Кирие Элейсон. Книга 7. Посмертно влюбленные. - стр. 51
Спустя некоторое время после тогдашнего переворота в Риме, уже страдая от угрызений совести, он навел справки о ней и содрогнулся от мысли, какое невинное и несчастное существо он лишил жизни. Он даже пытался найти ее родственников, чтобы или отмолить, или выкупить у них прощение, и однажды выведал, что у Розы был сын, но куда он делся и что с ним стало, никто не мог подсказать.
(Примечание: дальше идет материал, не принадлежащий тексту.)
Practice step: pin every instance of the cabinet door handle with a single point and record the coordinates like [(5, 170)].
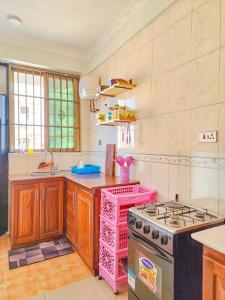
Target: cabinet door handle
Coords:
[(73, 198)]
И самое поразительное, что это злодеяние Кресченций совершил ради сохранения жизни той, которую искренне считал служанкой Сатаны, пусть она и была матерью его друга Альбериха. Не единожды он обдумывал планы навестить тайком остров Искья, чтобы воздать заслуженную кару настоящей преступнице, но всякий раз эти планы непостижимым образом срывались. Как будто неведомая сила охраняла этот остров и обитательницу его замка, от одних дьявольских глаз которой у Кресченция всегда перехватывало дыхание, а в душу вползал необъяснимый страх. И как вовремя она умерла, сразу вслед за Альберихом, а ведь только из-за их, Кресченция и Альбериха, искренней чистой дружбы эта мерзкая, распущенная горгона смогла тогда уцелеть.
Как водится, вспомнив Мароцию, Кресченций не смог обойти стороной Теодору. Где она сейчас, жива ли? Бог знает, а он так и не удосужился найти ее. Говорят, что Гуго Арльский отправил ее в какой-то из приальпийских монастырей, кто-то утверждал, что видел ее хозяйкой одного из притонов в Пизе. Ни то ни другое не удивило бы Кресченция и не сподвигло бы его отправиться на поиски и вызволение. Да, конечно, когда-то он любил ее, страстно любил, и тем удивительнее оказалось быстрое охлаждение, на смену которому пришло разочарование, а потом и брезгливая неприязнь. Сложно сказать, что стало тому виной. Быть может увядшая из-за частых родов красота Теодоры, быть может ряд глупостей, совершенных его супругой, а быть может и то, что она не стала для Кресченция той, кем была для своего мужа, сенатора Теофилакта, ее мать, Теодора-старшая. А ведь начинали они очень похоже!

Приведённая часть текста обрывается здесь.